On 8 May 1944, Beneš signed an agreement with Soviet leaders stipulating that Czechoslovak territory liberated by Soviet armies would be placed under Czechoslovak civilian control.
From 21 September 1944, Czechoslovakia was liberated by the Soviet troops of the Red Army, supported by Czech and Slovak resistance, from the east to the west; only southwestern Bohemia was liberated by other Allied troops (i.e., the U.S. Army) from the west. In May 1945, American forces liberated the city of Plzeň. A civilian uprising against the Nazi garrison took place in Prague in May 1945. The resistance was assisted by the heavily armed Russian Liberation Army, a force composed of Soviet POWs organised by the Germans who now turned against them.

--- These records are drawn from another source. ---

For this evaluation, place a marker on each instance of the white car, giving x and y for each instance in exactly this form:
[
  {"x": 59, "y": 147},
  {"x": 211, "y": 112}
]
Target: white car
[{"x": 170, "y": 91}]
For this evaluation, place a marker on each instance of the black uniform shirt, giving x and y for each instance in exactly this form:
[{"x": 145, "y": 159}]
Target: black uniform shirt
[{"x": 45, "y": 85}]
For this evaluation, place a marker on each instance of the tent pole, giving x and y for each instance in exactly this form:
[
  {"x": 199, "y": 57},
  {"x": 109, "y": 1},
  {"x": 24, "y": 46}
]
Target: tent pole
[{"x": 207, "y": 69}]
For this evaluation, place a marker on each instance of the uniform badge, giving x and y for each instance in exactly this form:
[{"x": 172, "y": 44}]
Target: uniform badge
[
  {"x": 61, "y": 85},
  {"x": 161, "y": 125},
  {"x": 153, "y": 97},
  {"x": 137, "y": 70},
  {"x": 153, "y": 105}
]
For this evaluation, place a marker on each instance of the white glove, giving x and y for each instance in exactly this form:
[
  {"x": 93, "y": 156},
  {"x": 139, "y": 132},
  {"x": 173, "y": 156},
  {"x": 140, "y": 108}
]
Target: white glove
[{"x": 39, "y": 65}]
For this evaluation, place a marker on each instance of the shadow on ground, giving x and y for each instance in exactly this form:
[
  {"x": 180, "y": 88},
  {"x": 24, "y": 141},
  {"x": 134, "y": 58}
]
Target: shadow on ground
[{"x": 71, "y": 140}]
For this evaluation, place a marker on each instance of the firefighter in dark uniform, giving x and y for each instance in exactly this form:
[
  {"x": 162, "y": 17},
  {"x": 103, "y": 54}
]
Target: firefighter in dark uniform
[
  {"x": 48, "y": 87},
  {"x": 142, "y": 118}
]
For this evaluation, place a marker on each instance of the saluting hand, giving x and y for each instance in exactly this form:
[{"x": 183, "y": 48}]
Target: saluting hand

The main brutality suffered in the lands of the pre-war Czechoslovakia came as an immediate result of the German occupation in the Protectorate, the widespread persecution of Jews, and, after the Slovak National Uprising in August 1944, repression in Slovakia.
In spite of the oppressiveness of the government of the German Protectorate, Czechoslovakia did not suffer the degree of population loss that was witnessed during World War II in countries such as Poland and the Soviet Union, and it avoided systematic destruction of its infrastructure. Bratislava was taken from the Germans on 4 April 1945, and Prague on 9 May 1945 by Soviet troops. Both Soviet and Allied troops were withdrawn in the same year.